Alodar frowned as dim memories stirred. A bouncing ride, thin acorn gruel forced between his lips, Aeriel's soft words, sunlight and campfires swirled together in a blur. He looked out into the evening light and saw a dozen campfires scattered about the slopes of a wide-mouthed valley. The hills came together like cupped palms, and ferns and long-stemmed grasses clustered near the small stream that ran where they touched. On the slopes, the naked oaks were few, and stately pines soared over a hundred feet into the sky. Ponies whinnied in the distance, mixing their cries with the guttural accent of the north-men's voices. In the group nearby, two tangle-haired women served the queen, while one of the marines passed a waterskin back to a chieftain.

Alodar opened his mouth to speak, but Grengor cut him off. "Fear not, master. After your deed, not a man among us begrudges your weight. Your litter will be carried all the way back to the palace halls in Ambrosia if it need be. Each bearer remembers that, because of your wounds, he did not receive any.

"And the barbarians regard you as some great hero from the sagas. We tell them that you sleep in peace, that if they do not heed your followers' commands, once again they will face your terrible wrath. Why, in the eight days that you drifted in and out of your swoon, the first tribe's terrified tale and Basil's beads have swollen our forces many fold. We are nearly a hundred now, moving southward for the queen."

"It is not quite so simple, Grengor," Aeriel said. "I have seen the petty quarrels and heard the whispered conversations among these hastily assembled allies.
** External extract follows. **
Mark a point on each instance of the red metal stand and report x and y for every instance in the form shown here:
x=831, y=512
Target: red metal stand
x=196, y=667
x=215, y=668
Basil's gems and Feston's promises for greater reward will not keep their attention forever. As the ranks swell, they will become much more difficult for the few of us to manage."

"I am as aware of the truth as you, my lady," Grengor assured her. "Under the circumstances, our present course seems the best. A hundred men will make no difference in Procolon's defense, but there is no time to build a large and disciplined army. We must move down the line of hills that parallels the coast as rapidly as we can, convincing whomever we find along the way to enlist in the cause of the fair lady. Each of us now directs six or seven of the nomads. With a bold front, perhaps we can command ten times that number. If we are lucky, we will cross the border with more than a thousand swords."

Alodar struggled to sit up. "Grengor," he said, "the crag, the wizard's tower to the west, where the snow dips to the hills. How many days for all of us on foot? We must go there."

"Be not alarmed, my lady," Grengor told Aeriel. "It is but a delirium. A small phantasm from having undergone the charm of the sorcerer. As the body mends, so will the mind."

Alodar still felt sick and dizzy from his miscast charm. The sweetbalm was no longer potent enough to blot out all of the pain. "Fetch Kelric, I say. He must interpret the vision. We cannot choose our course until it is settled."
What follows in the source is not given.